Damit die Menschen auch im Alter in den eigenen vier Wänden leben können, brauche es neben einer gut aufgestellten Sozialstation, die ambulante Dienste leiste, auch das passende Mobilitätsangebot, das die Lücken des Nahverkehrs füllt. Diese Beobachtung deckt sich mit der Analyse der Bertelsmann-Stiftung. Dort heißt es: „Die Gewährleistung von Mobilität gehört zu den wichtigen kommunalen Aufgaben.“ Solche Orte müssten andererseits davon ausgehen, dass mit der gesellschaftlichen Alterung die Zahl der nicht motorisierten Einwohner zunimmt und unter den Jüngeren Mobilitätsformen jenseits des privaten Autos an Attraktivität gewönnen. Auch hier hat Aichwald etwas zu bieten. Vor mehr als sechs Jahren gelang es dem Unternehmer und Softwarespezialisten Albert Kamm, der 28 Jahre lang für die Freien Wähler im Aichwalder Gemeinderat saß, sein Projekt Bürgerbus auf die Straße zu bringen. Heute kurvt der Bus viermal täglich dank der rund 30 ehrenamtlichen Fahrerinnen und Fahrer durch alle Ortsteile. Doch sinkende Fahrgastzahlen und eine Halbierung der Einnahmen über Sponsoren lassen bei den Akteuren die Alarmglocken läuten.
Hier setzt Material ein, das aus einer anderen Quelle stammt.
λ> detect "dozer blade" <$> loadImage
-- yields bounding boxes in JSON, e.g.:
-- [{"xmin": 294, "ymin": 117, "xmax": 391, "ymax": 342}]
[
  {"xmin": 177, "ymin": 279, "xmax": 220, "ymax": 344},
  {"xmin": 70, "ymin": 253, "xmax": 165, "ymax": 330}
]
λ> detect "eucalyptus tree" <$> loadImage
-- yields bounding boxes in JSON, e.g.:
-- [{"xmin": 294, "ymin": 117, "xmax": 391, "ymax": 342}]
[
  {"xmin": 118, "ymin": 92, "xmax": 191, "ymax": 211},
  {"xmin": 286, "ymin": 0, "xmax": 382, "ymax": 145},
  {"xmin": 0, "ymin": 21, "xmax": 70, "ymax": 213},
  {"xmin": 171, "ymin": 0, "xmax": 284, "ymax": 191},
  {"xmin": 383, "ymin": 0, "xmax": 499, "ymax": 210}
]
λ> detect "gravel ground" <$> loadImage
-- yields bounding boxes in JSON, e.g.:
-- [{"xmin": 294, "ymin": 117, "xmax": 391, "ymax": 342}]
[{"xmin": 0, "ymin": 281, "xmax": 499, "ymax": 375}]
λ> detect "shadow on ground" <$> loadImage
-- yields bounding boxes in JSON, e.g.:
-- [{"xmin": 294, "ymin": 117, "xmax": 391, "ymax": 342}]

Bürger engagieren sich vielfältig
Dabei finden die Neumanns und Hans Ulrich Richter viele lobende Worte über das ehrenamtliche Engagement der Aichwalder. Allein im örtlichen Seniorenrat, dem zweitgrößten Verein im Ort, der von der Spielgruppe über Beratungsangebote, einem Repaircafé, Radlertreff und Tanzgruppen bis zu den Vorlese-Omas im Kindergarten und einer eigenen Zeitung ein mannigfaches Angebot abdeckt, sind laut Michael Neumann mehrere Hundert Menschen aktiv. Noch besser sehe es aus beim Blick auf die vielfältige Aichwalder Vereinslandschaft samt der Feuerwehr und dem Roten Kreuz.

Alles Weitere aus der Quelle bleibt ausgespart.